DistOS 2015W Session 7
Ceph
Unlike GFS that was talked about previously, this is a general purpose distributed file system. It follows the same general model of distribution as GFS and Amoeba.
Main Components
- Client
- Cluster of Object Storage Devices (OSD)
- It basically stores data and metadata and clients communicate directly with it to perform IO operations
- Data is stored in objects (variable size chunks)
- Meta-data Server (MDS)
- It is used to manage the file and directories. Clients interact with it to perform metadata operations like open, rename. It manages the capabilities of a client.

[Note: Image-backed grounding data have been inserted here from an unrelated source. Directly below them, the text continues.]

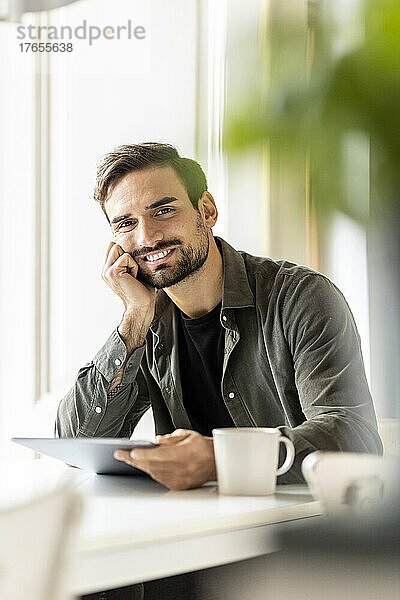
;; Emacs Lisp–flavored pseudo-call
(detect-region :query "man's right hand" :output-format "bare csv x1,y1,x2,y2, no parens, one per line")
102,242,156,354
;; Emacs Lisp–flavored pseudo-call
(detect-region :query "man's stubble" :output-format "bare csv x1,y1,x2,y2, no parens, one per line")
131,212,210,290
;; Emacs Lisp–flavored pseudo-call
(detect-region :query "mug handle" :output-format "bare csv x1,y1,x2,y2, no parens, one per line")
276,436,295,476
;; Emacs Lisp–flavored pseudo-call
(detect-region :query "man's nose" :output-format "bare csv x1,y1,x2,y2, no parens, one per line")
136,219,163,250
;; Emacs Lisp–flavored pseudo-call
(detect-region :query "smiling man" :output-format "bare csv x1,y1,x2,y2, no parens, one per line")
56,142,383,600
56,142,382,492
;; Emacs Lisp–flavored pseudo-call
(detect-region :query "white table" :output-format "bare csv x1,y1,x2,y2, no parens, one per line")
71,471,322,596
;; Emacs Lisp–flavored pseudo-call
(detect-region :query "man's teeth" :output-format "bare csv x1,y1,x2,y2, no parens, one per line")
145,249,172,262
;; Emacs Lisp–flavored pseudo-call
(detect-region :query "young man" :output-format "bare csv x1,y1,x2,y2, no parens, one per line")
56,142,382,490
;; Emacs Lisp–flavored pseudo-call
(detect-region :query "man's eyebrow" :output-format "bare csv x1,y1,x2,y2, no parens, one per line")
111,196,178,225
111,214,131,225
110,197,178,226
145,197,178,210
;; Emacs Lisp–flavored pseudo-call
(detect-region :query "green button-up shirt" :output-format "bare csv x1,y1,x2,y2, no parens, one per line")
56,237,382,482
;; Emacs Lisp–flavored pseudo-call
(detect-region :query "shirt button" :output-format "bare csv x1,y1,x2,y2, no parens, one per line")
114,358,122,366
228,392,235,399
222,315,227,322
95,406,102,414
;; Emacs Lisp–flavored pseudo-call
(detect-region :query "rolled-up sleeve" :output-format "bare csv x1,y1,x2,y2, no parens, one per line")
55,329,150,438
278,273,383,483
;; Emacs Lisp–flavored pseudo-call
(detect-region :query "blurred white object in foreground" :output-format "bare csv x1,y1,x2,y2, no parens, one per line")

- Clients do not need to access MDSs to find where data is stored, improving scalability (more on that below)
Key Features
- Decoupled data and metadata
- Dynamic Distributed Metadata Management
- It distributes the metadata among multiple metadata servers using dynamic sub-tree partitioning, meaning folders that get used more often get their meta-data replicated to more servers, spreading the load. This happens completely automatically
- Object based storage
- Uses cluster of OSDs to form a Reliable Autonomic Distributed Object-Store (RADOS) for Ceph failure detection and recovery
- CRUSH (Controlled, Replicated, Under Scalable, Hashing)
- The hashing algorithm used to calculate the location of object instead of looking for them
- This significantly reduces the load on the MDSs because each client has enough information to independently determine where things should be located.

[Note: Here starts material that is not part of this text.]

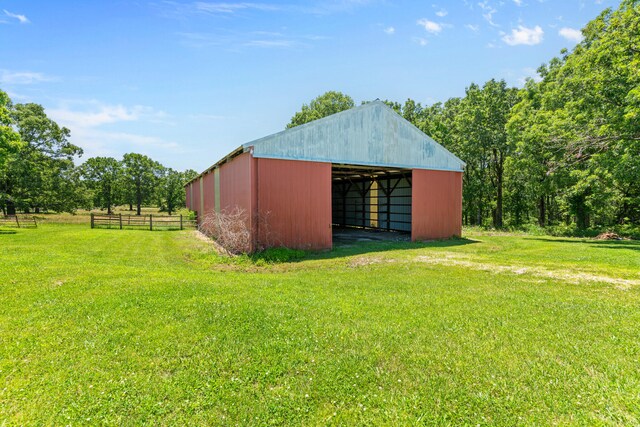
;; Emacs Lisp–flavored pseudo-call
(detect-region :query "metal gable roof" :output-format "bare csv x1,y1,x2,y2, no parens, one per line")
243,100,465,172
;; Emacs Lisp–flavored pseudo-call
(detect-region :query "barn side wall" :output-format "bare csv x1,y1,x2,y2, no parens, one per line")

- Responsible for automatically moving data when ODSs are added or removed (can be simplified as location = CRUSH(filename) % num_servers)
- The CRUSH paper on Ceph’s website can be viewed here
- RADOS (Reliable Autonomic Distributed Object-Store) is the object store for Ceph
Chubby
It is a coarse grained lock service, made and used internally by Google, that serves multiple clients with small number of servers (chubby cell).
System Components
- Chubby Cell
- Handles the actual locks
- Mainly consists of 5 servers known as replicas
- Consensus protocol (Paxos) is used to elect the master from replicas
- Client
- Used by programs to request and use locks
Main Features
- Implemented as a semi POSIX-compliant file-system with a 256KB file limit
- Permissions are for files only, not folders, thus breaking some compatibility
- Trivial to use by programs; just use the standard fopen() family of calls
- Uses consensus algorithm among a set of servers to agree on who is the master that is in charge of the metadata
- Meant for locks that last hours or days, not seconds (thus, "coarse grained")
- A master server can handle tens of thousands of simultaneous connections
- This can be further improved by using caching servers as most of the traffic are keep-alive messages
- Used by GFS for electing master server
- Also used by Google as a nameserver
Issues
- Due to the use of Paxos (the only algorithm for this problem), the chubby cell is limited to only 5 servers. While this limits fault-tolerance, in practice this is more than enough.
- Since it has a file-system client interface, many programmers tend to abuse the system and need education (even inside Google)